State Treasurer v. Wilson

Brickley, J.

(dissenting). In this case the majority construes 1935 PA 253 so that it is applicable to all penal institutions in Michigan. Because I believe the statute is clear on its face, and needs no interpretation, I respectfully dissent. When the Legislature is as clear and specific as it was in this instance, we need not, and indeed should not, speculate on legislative intent. There is here absolutely no ambiguity. MCL 800.402; MSA 28.1702 states in part:

The warden of the state prison at Jackson, the branch of the state prison at Marquette, and the house of correction and reformatory at Ionia, shall forward to the auditor general....

MCL 800.403; MSA 28.1703 states:

The auditor general shall investigate or cause to be investigated all such reports furnished by said wardens for the purpose of securing reimbursement for the expense of the state of Michigan for the care, custody and control of said prisoners. [Emphasis added.]

MCL 800.404; MSA 28.1704 states in part:

Whenever it shall be found that any person has been admitted to any of the aforesaid state penal institutions, as a prisoner, the auditor general, or the prosecuting attorney of the county from which said person was so sentenced, shall, if such person or prisoner be possessed of any estate, or shall thereafter while he shall remain in such institution .... [Emphasis added.]

*148The Legislature could not have more clearly designated the act to apply to the prisoners of the "aforesaid state penal institutions.”

Had the Legislature intended the act to apply to all state penal institutions, it could easily have so provided. Instead, the statute is expressly limited by its own terms to only three of the state’s prisons. Surely the Legislature must have been aware at the time of drafting that the number of state prisons would grow with time, but it did not provide for this eventuality in the statute. I do not believe that it is a judicial function to amend the statute. Indeed, 1935 PA 253 remained unchanged for virtually half a century until the Court of Appeals ruled it unconstitutionál. I agree with that Court that

[i]f the Legislature intended for the Prison Reimbursement Act to cover new penal institutions, it could have used a general definition of "state penal institution” as found in the reimbursement to counties for certain expenses act which was later enacted. MCL 800.451; MSA 28.1714(1).3

Accordingly, I would refrain from accepting the appellant’s invitation to rewrite the act for the Legislature so that it applies to all penal institutions. When we succumb to that temptation, it helps to form bad judicial habits. I see no compelling circumstances here that should take this case outside the well-settled rule that "[i]f the language employed in a statute is plain, certain and unambiguous, a bare reading suffices and no interpretation is necessary.” Dussia v Monroe Co Employees *149Retirement System, 386 Mich 244, 248; 191 NW2d 307 (1971).

Also, I do not believe, as the appellant contends, that the act can be salvaged by severing the unconstitutional portions.
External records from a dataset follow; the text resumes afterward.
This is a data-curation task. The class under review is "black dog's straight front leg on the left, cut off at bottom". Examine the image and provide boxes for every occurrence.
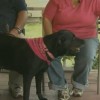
[23,74,33,100]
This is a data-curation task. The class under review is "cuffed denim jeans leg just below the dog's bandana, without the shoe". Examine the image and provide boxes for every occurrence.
[47,57,68,90]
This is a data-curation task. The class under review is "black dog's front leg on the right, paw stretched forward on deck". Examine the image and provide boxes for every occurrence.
[35,71,47,100]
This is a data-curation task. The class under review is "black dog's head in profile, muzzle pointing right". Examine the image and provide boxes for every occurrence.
[54,30,84,57]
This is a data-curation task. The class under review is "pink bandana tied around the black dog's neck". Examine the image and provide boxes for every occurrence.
[26,38,54,64]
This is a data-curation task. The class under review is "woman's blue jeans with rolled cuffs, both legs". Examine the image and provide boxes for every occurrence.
[47,38,99,90]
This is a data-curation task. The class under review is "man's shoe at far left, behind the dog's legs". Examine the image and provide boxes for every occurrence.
[9,87,23,98]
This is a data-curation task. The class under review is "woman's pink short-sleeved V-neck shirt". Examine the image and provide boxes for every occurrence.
[43,0,100,39]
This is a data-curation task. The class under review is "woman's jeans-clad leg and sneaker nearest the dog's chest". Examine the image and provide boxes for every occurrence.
[47,57,70,100]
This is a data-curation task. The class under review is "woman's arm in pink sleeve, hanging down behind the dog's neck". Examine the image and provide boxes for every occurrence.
[43,0,58,35]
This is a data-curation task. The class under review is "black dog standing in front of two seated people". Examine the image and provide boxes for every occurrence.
[0,30,84,100]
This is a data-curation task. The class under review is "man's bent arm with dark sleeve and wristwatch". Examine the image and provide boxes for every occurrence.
[10,0,28,37]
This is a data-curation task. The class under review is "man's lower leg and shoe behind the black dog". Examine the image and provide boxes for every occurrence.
[8,71,23,98]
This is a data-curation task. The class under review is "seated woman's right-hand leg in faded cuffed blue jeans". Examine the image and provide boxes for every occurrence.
[72,38,98,95]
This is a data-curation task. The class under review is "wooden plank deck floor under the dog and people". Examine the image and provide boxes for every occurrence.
[0,71,100,100]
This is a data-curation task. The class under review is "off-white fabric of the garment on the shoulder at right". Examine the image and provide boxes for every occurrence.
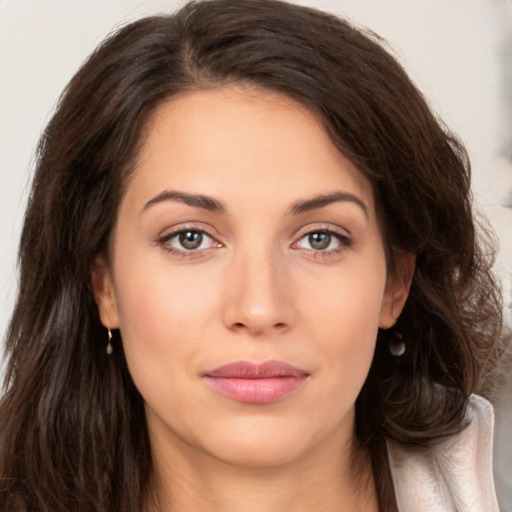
[387,395,499,512]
In effect, the severing and rewording proposed would be a redrafting of the statute. Moreover, the different sections of 1935 PA 253 appear interrelated and interdependent. For example, constitutional deficiencies would still exist if we were to allow § 4a to apply to all penal institutions while limiting § 4. Section 4 gives a prisoner an opportunity to have a guardian appointed and other important procedural rights not found in § 4a. This would allow similarly situated prisoners to be treated differently with no rational basis for doing so.

The Attorney General contends that § 4a is "self-executing” and independent of the rest of the act and that the complaint in this case stated a valid claim under § 4a. I do not agree that a claim has been stated under § 4a. The amended complaint stated in part:

5. That Plaintiff has a good reason to believe and does believe that Defendant, Hardy Wilson, has an estate which should be subject to the payment to the State of the expenses paid by the State on behalf of the Defendant as a resident at a State penal institution in accordance with the provisions of MCL 800.401 et seq.; MSA 28.1701 et seq.

It is clear that the Attorney General was not proceeding under § 4a alone.

I would affirm the judgment of the Court of Appeals.

Ryan and Riley, JJ., concurred with Brickley, J.

The reimbursement to counties for certain expenses act became effective on February 12, 1978, approximately 43 years after the enactment of the Prison Reimbursement Act.